Ayita weakly smiled. She wondered how many times they would have this conversation before he might not have to ask anymore. She wondered if it would ever happen. She retold her story on Zozeis, but as she did so, she found herself thinking: If I looked hard enough, I could find something better. Over the summer she came to believe this was her something better. Now she wasn’t sure.
She wanted to ask him where Kesi was, but she didn’t want to remind him that Kesi existed. He asked if she wanted to go for a walk with him, and she eagerly accepted.
For a while they walked only in silence. Ayita enjoyed it, but at the same time it made her nervous. She was content to be walking with him, but she wondered if he was thinking the same, or if there was a reason for his silence.
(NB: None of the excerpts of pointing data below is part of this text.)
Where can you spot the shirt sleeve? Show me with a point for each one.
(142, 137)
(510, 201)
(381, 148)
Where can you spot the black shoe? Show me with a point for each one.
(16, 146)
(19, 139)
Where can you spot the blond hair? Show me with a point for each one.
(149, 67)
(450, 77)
“What’s on your mind?” she asked.
He shrugged with his mouth. “Nothing,” he said.
“You’re quieter than usual today.”
“Oh,” he said. “There’s just nothing I want to talk about right now.”
“So nothing’s wrong?”
He shook his head. Ayita didn’t fully believe him, but she didn’t want to push it. She gave herself a headache wondering as they continued to walk and he didn’t say anything.
They were walking for some time, when finally, he turned and asked her, “How do I know you?”
“I was drowning,” she said, “and you pulled me from the water. I came to be your friend after that.”
“I haven’t known you my whole life?”
“No.”
“How can you be so sure?”
“I remember, Dakarai. I always remember. I haven’t always lived here.”
“I feel like I’ve known you my whole life, but I also feel that maybe I’ve only known you a short time.”
“Less than a year,” she said.
“Seems like more….”
“Even if it were more…would you really know me any better because of it?”
“What do you mean?” he asked.
Ayita sighed. “You’re forgetting things about me,” she said.
“Did I used to remember?”
“Some things, yes.”
“Like what?”
“My name, for one.”
“What makes you think I forgot?”
“Do you remember?”
His shoulders fell. “No….”
“It’s Ayita.”
“That bothers you,” he said.
“A little, yes.”
“I’m sorry.”
“Don’t apologize,” she said. “It’s not your fault.” Is it mine? she wondered. She knew she could make more of an effort to spend time with him. She could follow him around everywhere the way Kesi was doing and make sure he didn’t have time to forget who she was. She didn’t have to stay in the library so much, reading and writing about people who no longer existed. But something about following him around all day every day just didn’t feel right, and she really wanted to read the books they had here.
They continued walking in silence for a short time, when Dakarai said, “I don’t forget everyt
hing about you. I remember that I like you.”
Ayita allowed herself to smile at this. “I like you too, Dakarai.”
“You don’t seem as happy as you usually are,” he said.
“Oh.” His comment took her a bit by surprise. Ayita took in a long breath and slowly exhaled. “Are you happy?” she asked.
“I think so,” he said. “Been happier, though.”
“When?”
“I don’t remember when, to be honest, but I can remember the feeling of it.”
Ayita nodded. “I was happier in the summer,” she said.
“Me too, I think. What changed?”
Ayita thought about the house and all the memories that it didn’t own but which it carried, and of the books. Are the books making me less happy? she asked herself. She didn’t want to believe so. She knew the joy their information brought her, but she wondered if all her time reading them couldn’t be better spent, and she knew that since finding them she became more reclusive and distant toward all those around her. She had a thirst for knowledge. Reading brought her many wonderful ideas and dreams, but she also realized she was spending too much time away from her friends, to the point that Dakarai no longer remembered her name.
They walked up and down the streets together, and then Dakarai led her to the park and sat down on a bench. Ayita sat down beside him and he put his arm around her. She pondered the planet and wondered how much of it had ever been explored. How much had gone untouched by man in decades, centuries, or ever? Then she wondered the same about Zozeis. Perhaps Zozeis had lakes after all, only none the people knew about. This city, this replica of her hometown on Zozeis, didn’t have any lakes either.
“I wish there was a lake here,” Ayita said.